UAE: 'Flower' supermoon tonight, how to watch it

Dubai - The first lunar eclipse of the year is special as the moon is going to be closest to the Earth's surface

By Nandini Sircar

Published: Sat 22 May 2021, 6:02 PM

Last updated: Wed 26 May 2021, 5:56 PM

Mark your calendars for the next big lunar event that will happen on Wednesday, May 26 when the UAE skies will be adorned with a supermoon that is perhaps the largest-looking one of the year.

This supermoon is the closest full moon of the year and may look unusually large to people in some countries, while people in other parts of the world will see a ‘blood moon’ due to the reddish hue from the sunlight filtering through the Earth's atmosphere.

May’s full moon is also known as the Flower Moon, named for the wildflowers blooming in the Northern Hemisphere. It is one of only two supermoons in 2021, which take place when the moon is at or near its closest point to Earth.

Sarath Raj, Programme Leader for Aerospace Engineering, Project Director of the Amity Dubai Satellite Ground Station, said, “The first lunar eclipse of this year is very special as the moon is going to be very close to the Earth’s surface, nearly 357,500 km away from the surface. The flower moon would be 14 per cent larger in size and about 30 per cent brighter. The moon will be at its peak brightness at 3:14 pm GST. It will last for 15 minutes but stargazers in the Arab World can’t witness this remarkable event as the moon is below the horizon at this time.”

Only the US, Australia, South America and eastern Asia will experience the total lunar eclipse.

He adds, “The penumbral eclipse would begin at 12:47 pm local time and it will end at 17:49 pm local time. We can witness the eclipse through online streaming links. Space enthusiasts can tune into live-streaming apps and websites like the virtual telescope, Perth observatory, starry nights, Sonora astronomical society, slooh pages and more, to witness the super flower moon.”

On May 26, over several hours, the Moon will pass through Earth’s shadow, causing it to darken and usually become reddish.

The red colour comes from sunlight filtering through Earth’s atmosphere – a ring of light created by all the sunrises and sunsets happening around our planet at that time.

Hasan Al Hariri -CEO, Dubai Astronomy Group and Director Al Thuraya Astronomy Center, says, “It will not be visible from all regions. So, the Moon will be eclipsed by the shadow of the Earth and it will be completely dark and it will seem to have a reddish hue. Unfortunately, this event will not be visible in the Middle East and this region due to the Saros cycle which takes approximately 18 years to come back to the same location.

"So, the next full eclipse that will be visible from the UAE will be on 7 September, 2025 and similarly, at least 90 per cent of the solar eclipse will be visible on 20 March, 2034. There will be some partial eclipses from the moon and the sun which will be visible in between these dates. There are lots of speculations and superstitions attached to the eclipses that people believe in but none of it is true”

The next lunar eclipse will likely occur on November 19, 2021, which will be visible in North and South America, Australia and parts of Europe and Asia.

Unfortunately, it will not be able to be witnessed in most parts of the Arab World as this one will also be below the horizon belt.
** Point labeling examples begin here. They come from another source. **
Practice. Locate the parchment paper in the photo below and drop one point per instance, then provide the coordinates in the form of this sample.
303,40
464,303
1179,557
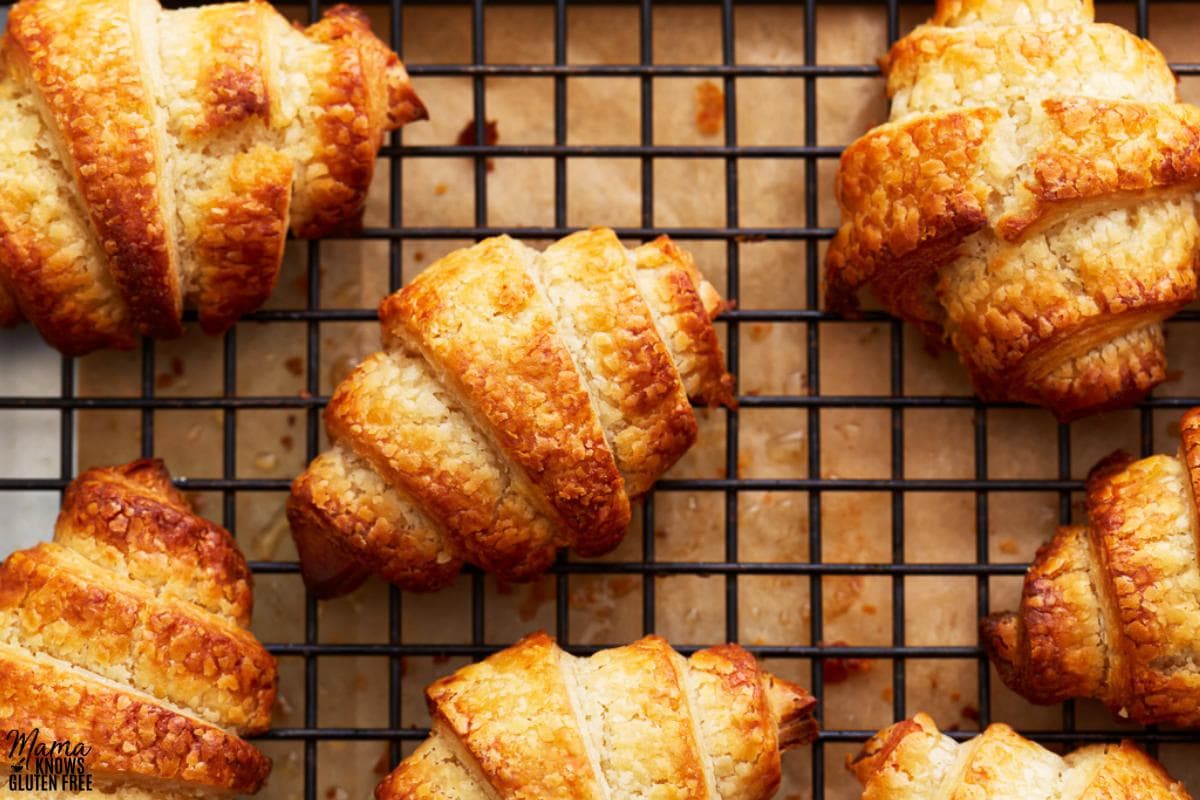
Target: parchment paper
774,527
The predicted timing of the eclipse is between 10:00 am local time to 16:00 pm local time.

Meanwhile, excited children in the UAE, who are avid space gazers are also looking forward to watching the event on different live streaming channels.

Nine-year-old Mir Faraz said, “I am super excited for it and what’s got me intrigued is the exotic name which is the super flower blood Moon. The fact that it’s happening after two years makes it interesting. Since we might not get a complete view of this event in the UAE I would watch it on one of the sites like time and or virtual and then of course there is the trusted NASA telecast but I will make sure that I watch the live telecast even though I cannot watch it directly in the sky, I will have the satisfaction to see it as it's happening.”
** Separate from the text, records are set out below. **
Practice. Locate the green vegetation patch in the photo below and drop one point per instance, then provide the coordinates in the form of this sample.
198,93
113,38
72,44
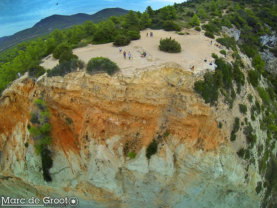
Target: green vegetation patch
66,67
101,64
170,45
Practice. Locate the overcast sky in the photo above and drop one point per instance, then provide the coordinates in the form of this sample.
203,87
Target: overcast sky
16,15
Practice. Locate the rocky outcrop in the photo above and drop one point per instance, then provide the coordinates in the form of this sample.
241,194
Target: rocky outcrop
195,165
270,61
269,40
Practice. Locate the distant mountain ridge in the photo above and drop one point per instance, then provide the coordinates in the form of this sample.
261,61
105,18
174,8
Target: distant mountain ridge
53,22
Ramila Koduri, 13, said, “On April 27, a pink supermoon appeared in the UAE skies. I never miss such rare celestial events. If I can see something in-person I am ready with my binoculars or go to Dubai astronomy Centre’s event venue, that’s better and more enchanting but if the event is taking place in some other country, I make sure to log onto YouTube channels or any space agency’s website. But giving it a miss is not an option for me ever.”